This set of abilities can translate into strong performances in one-day races and Pogačar has already shown signs that he can do well in this field, even though his record in Classics doesn’t – yet – match his outstanding achievements on stage races.
Early in his neo-pro season (2019), he rode the famed Strade Bianche and came 30th. A month later, he was sixth in the Gran Premio Miguel Indurain, gearing up for his first Northern classics: DNF in the Amstel Gold Race, 53rd at La Flèche Wallonne and 18th in Liège-Bastogne-Liège, finishing in the same group as Julian Alaphilippe and the former UCI World Champion Michal Kwiatkwoski, after 256 demanding kilometres of racing, at just 20 years of age.

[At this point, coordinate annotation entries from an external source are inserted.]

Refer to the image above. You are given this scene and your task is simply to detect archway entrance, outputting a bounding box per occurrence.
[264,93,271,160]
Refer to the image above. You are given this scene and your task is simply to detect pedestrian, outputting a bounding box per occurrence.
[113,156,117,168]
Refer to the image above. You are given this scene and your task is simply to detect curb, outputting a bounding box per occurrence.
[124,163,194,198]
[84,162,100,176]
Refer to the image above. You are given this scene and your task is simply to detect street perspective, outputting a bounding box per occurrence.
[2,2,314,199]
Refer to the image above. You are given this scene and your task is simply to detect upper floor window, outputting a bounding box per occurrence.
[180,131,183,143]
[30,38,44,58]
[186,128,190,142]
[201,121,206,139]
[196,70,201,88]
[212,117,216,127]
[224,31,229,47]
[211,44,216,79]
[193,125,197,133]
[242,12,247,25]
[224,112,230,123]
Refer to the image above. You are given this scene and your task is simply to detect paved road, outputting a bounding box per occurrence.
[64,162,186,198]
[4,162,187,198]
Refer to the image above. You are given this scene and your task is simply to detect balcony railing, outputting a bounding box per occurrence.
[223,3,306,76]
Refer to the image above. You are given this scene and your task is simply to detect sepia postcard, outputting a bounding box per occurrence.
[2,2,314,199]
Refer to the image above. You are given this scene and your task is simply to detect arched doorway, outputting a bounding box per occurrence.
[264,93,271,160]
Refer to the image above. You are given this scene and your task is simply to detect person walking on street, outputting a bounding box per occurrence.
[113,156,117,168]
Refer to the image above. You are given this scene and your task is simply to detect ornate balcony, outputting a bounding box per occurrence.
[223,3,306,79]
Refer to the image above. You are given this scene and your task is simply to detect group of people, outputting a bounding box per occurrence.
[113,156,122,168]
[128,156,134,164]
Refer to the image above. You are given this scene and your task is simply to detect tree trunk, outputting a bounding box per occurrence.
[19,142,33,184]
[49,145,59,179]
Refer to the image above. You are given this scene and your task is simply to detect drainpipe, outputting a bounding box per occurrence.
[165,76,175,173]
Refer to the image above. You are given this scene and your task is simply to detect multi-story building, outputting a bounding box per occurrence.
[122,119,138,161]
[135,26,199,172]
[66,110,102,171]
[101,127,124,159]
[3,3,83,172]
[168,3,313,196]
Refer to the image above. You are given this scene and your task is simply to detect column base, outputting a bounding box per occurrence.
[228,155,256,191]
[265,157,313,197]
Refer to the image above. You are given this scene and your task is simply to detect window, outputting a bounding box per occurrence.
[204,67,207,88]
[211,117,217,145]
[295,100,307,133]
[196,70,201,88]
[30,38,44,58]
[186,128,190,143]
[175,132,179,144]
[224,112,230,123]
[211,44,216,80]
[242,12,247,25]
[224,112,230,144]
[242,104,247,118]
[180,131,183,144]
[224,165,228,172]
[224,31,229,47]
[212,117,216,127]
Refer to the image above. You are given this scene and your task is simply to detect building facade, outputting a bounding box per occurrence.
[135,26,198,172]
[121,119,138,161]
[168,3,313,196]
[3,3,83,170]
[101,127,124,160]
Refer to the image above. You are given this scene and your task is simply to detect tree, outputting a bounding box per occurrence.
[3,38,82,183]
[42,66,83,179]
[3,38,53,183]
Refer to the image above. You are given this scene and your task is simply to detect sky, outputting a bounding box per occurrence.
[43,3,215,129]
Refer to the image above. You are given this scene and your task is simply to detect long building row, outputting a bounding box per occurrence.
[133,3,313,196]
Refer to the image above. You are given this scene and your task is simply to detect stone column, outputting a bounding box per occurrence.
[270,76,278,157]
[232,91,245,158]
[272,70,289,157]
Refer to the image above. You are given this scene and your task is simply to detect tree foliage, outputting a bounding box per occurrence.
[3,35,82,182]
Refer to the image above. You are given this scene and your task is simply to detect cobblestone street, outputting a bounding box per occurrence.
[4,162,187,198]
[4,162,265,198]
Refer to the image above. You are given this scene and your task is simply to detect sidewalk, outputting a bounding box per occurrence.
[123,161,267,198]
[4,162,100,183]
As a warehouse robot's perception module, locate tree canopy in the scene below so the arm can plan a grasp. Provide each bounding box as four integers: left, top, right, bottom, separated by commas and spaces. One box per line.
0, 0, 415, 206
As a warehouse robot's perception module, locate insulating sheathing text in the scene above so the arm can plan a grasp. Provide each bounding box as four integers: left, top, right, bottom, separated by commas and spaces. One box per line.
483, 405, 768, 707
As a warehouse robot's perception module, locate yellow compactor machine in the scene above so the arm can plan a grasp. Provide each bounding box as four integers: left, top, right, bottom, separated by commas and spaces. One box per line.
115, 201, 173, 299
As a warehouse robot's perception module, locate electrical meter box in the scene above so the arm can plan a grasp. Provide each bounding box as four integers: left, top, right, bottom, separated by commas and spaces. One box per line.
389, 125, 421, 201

“I’m happy with that performance”, he reflected at the end of the 2019 season. “It was one of my hardest races this year but there’s nothing to be afraid of with the kilometres. It was raining all day, it was a long race but I was feeling really good.”

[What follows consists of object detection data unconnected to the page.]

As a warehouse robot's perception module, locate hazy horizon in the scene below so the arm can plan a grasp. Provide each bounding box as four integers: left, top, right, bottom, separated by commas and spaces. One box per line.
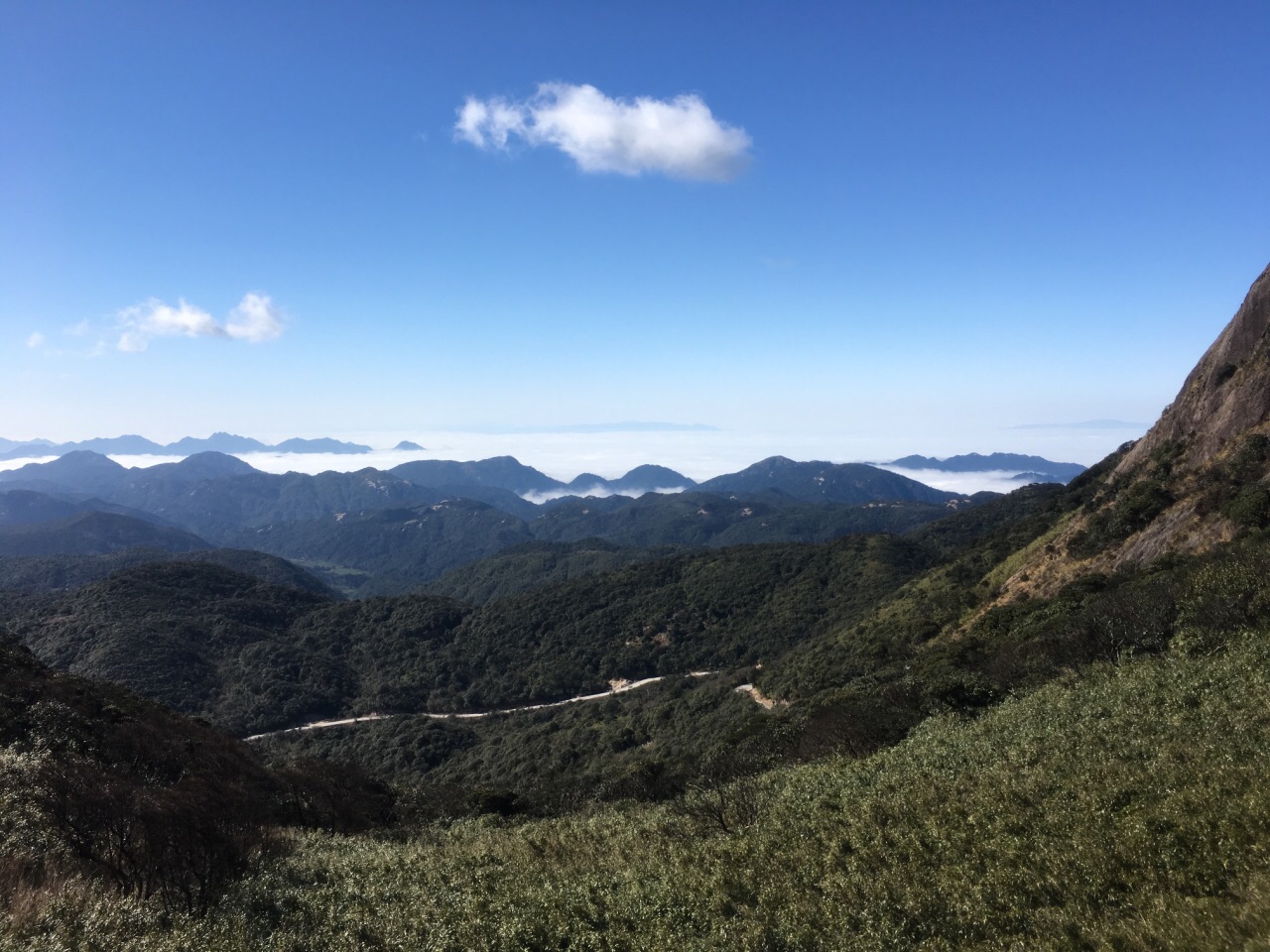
0, 0, 1270, 456
0, 429, 1143, 493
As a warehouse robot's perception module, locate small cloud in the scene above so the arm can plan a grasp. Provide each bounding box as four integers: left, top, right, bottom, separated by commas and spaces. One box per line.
454, 82, 752, 181
225, 294, 282, 344
115, 294, 282, 354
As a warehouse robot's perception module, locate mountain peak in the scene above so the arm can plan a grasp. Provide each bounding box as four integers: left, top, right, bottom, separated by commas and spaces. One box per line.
1116, 266, 1270, 473
985, 267, 1270, 600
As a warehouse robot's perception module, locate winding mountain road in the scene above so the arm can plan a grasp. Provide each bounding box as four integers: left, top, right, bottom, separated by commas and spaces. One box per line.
246, 671, 718, 740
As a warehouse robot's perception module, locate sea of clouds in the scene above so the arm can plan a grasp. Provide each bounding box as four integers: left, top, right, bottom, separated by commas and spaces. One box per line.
0, 430, 1140, 495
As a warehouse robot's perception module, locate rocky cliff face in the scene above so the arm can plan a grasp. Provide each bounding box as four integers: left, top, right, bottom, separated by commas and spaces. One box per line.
999, 267, 1270, 600
1116, 267, 1270, 475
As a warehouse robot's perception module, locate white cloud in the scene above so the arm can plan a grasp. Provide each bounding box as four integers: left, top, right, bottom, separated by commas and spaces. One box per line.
225, 294, 282, 344
454, 82, 750, 181
117, 294, 282, 354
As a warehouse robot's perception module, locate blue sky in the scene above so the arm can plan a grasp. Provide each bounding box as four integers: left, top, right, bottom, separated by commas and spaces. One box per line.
0, 0, 1270, 462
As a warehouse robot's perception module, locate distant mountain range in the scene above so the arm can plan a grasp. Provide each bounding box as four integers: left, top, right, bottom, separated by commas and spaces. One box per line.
0, 449, 988, 594
888, 453, 1085, 482
0, 432, 371, 459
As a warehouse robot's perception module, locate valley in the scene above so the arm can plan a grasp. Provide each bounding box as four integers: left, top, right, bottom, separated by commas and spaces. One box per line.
0, 271, 1270, 948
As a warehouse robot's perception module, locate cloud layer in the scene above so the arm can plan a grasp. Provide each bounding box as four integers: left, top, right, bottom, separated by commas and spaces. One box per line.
117, 294, 282, 353
454, 82, 750, 181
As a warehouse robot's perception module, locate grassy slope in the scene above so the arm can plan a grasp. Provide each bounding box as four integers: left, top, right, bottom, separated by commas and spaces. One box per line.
15, 632, 1270, 949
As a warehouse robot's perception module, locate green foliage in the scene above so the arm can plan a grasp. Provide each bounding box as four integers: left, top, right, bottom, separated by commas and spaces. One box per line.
15, 634, 1270, 952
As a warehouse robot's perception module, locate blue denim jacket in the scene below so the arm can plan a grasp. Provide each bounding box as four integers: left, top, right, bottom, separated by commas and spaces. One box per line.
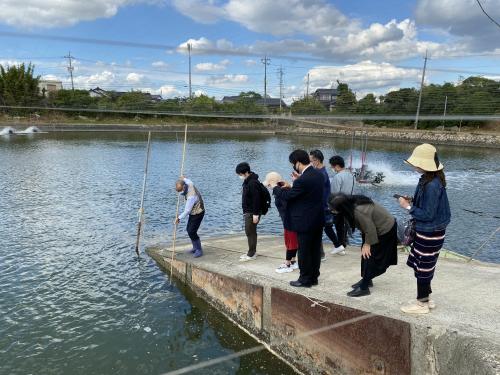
410, 177, 451, 232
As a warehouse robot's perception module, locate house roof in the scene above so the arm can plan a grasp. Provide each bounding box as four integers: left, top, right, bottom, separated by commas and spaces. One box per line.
314, 89, 337, 95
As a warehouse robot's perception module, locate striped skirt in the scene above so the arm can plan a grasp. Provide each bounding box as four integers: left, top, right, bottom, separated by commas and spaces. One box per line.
406, 230, 445, 283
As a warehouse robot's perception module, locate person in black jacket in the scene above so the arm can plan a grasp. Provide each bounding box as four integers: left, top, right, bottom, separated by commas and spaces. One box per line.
236, 162, 262, 262
271, 150, 325, 287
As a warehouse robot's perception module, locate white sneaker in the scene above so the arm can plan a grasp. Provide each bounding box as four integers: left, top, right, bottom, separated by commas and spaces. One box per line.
276, 263, 293, 273
240, 254, 257, 262
408, 299, 436, 310
330, 245, 345, 255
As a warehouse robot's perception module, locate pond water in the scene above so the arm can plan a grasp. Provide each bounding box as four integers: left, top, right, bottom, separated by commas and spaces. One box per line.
0, 132, 500, 374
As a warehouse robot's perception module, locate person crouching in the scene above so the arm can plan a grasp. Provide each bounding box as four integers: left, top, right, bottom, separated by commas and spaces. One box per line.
175, 177, 205, 258
328, 193, 398, 297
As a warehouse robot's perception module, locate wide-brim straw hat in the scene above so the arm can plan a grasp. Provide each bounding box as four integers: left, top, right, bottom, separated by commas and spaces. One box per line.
405, 143, 444, 172
263, 172, 283, 186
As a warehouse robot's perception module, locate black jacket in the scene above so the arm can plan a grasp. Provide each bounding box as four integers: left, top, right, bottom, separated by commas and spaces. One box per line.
273, 166, 325, 232
241, 172, 261, 215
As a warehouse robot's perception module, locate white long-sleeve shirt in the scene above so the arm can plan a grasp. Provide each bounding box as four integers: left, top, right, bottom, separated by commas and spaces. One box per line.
179, 178, 198, 220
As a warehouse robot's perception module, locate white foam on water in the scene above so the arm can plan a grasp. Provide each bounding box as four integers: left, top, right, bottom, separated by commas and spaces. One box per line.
0, 126, 16, 135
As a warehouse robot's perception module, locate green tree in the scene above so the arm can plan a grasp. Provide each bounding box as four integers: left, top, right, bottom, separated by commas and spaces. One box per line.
0, 63, 40, 106
335, 82, 356, 112
48, 90, 97, 108
357, 94, 378, 114
290, 97, 327, 115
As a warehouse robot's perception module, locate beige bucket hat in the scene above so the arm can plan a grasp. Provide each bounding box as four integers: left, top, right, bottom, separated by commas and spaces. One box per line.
405, 143, 444, 172
263, 172, 283, 187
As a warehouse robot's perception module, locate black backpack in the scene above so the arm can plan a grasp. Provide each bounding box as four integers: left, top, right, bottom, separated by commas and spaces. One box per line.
259, 181, 271, 215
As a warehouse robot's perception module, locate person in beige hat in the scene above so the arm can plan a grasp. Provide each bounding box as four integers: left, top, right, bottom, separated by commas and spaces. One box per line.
263, 172, 299, 273
399, 143, 451, 314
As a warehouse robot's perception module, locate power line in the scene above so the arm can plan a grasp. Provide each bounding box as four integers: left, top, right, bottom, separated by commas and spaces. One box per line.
476, 0, 500, 27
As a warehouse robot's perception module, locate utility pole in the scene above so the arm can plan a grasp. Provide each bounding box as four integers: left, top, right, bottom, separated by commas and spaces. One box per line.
188, 43, 193, 99
278, 65, 283, 112
415, 50, 428, 129
260, 56, 271, 107
306, 73, 309, 98
64, 52, 75, 91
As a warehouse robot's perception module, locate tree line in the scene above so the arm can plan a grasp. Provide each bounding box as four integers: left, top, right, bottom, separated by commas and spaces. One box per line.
0, 63, 500, 127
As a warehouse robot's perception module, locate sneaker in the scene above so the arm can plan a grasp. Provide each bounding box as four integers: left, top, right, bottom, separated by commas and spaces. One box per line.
401, 301, 429, 314
330, 245, 345, 255
240, 254, 257, 262
276, 263, 293, 273
408, 299, 436, 310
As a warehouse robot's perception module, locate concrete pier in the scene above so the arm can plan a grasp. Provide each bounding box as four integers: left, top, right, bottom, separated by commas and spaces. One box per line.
148, 236, 500, 375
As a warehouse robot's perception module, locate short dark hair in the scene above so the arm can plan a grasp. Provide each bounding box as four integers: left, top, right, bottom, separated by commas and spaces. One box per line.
309, 150, 325, 163
288, 150, 310, 165
330, 155, 345, 168
236, 161, 250, 174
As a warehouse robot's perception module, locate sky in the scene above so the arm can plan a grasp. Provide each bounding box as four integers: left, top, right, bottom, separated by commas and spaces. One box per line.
0, 0, 500, 102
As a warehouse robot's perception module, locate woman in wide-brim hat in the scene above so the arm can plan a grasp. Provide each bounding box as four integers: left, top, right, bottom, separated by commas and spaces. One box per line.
399, 143, 451, 314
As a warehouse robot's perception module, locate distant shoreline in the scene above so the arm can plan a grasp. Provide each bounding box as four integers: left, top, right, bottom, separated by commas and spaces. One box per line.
0, 120, 500, 148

As a kid, Tadej already had a knack for the unique intensity one-day races can bring: “The crowd, the adrenaline of racing… The Sunday races, it was small races in Slovenia, but it was exciting and full-on adrenaline.” As he grew up through the world of cycling, Pogačar also ventured onto the cobbles of the Tour of Flanders U23, in 2018. The Slovenian youngster was only 19, racing with more seasoned riders, but he reached Oudenaarde at the front and finished 15th, in the same group as the Swiss Marc Hirschi.

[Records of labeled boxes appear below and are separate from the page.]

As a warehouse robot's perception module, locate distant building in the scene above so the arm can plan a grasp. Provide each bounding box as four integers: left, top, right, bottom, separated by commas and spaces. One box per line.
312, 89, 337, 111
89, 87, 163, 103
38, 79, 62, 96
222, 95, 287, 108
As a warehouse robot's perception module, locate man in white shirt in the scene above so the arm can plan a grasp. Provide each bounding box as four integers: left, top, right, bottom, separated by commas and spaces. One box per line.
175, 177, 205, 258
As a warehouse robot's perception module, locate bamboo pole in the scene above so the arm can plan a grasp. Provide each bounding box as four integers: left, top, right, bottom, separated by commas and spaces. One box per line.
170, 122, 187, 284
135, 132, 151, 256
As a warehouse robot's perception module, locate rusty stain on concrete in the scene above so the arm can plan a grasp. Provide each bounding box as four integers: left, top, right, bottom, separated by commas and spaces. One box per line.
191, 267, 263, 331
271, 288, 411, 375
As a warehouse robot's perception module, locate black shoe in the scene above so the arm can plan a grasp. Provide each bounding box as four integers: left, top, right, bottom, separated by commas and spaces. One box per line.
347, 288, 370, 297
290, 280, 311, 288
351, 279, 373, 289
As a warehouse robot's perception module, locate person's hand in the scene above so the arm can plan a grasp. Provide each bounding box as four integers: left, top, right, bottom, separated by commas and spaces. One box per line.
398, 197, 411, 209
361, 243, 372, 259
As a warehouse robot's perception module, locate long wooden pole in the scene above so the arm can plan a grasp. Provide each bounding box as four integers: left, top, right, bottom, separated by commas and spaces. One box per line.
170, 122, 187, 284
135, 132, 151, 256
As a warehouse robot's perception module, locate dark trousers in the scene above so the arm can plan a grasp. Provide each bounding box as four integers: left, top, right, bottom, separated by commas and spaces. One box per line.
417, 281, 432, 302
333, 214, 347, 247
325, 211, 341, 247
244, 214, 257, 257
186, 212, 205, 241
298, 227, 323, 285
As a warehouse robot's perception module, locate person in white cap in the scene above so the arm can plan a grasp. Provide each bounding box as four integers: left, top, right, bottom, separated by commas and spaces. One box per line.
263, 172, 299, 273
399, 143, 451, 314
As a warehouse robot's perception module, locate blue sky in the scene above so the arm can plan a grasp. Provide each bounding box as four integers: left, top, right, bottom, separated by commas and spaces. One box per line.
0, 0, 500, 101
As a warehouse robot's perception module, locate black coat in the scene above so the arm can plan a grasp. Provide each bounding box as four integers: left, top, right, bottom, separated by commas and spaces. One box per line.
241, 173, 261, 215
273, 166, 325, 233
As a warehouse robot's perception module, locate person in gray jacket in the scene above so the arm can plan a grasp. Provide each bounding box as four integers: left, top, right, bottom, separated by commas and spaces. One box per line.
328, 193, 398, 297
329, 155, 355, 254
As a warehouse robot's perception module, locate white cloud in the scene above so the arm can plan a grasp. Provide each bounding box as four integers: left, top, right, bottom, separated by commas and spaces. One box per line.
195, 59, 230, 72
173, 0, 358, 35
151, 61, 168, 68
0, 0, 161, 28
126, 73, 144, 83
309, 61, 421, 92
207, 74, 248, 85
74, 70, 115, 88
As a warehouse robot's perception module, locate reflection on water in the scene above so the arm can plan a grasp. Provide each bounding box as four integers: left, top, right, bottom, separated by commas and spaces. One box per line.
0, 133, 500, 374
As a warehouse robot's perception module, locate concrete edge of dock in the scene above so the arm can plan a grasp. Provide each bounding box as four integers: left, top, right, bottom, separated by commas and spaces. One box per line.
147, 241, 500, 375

Tadej Pogačar hasn’t had many opportunities to show his talents on one-day races in 2020 but he returned to Strade Bianche (13th) when competitive cycling came back this summer, and he showed on the longest Monument of all that he doesn’t fear long-distance racing: 12th on a 300km Milano-Sanremo.
Pogačar isn’t the only Slovenian shining these days and, before Slovenia became the 15th country to have a Tour de France winner, Primož Roglič (Team Jumbo-Visma) had already claimed his nation’s first Grand Tour victory, in the 2019 Vuelta Ciclista España. At the end of August, Luka Mezgec (Mitchelton-Scott) came second in the Bretagne Classic – Ouest-France. A rider like Bahrain-McLaren’s Matej Mohoric has proved his worth over one-day events with victory in the U23 UCI Road World Championships (2013, before turning 19) and two-top 10 finishes in Sanremo (5th in 2019, 10th in 2020). Now Pogačar is joining them on the hunt for one-day triumphs.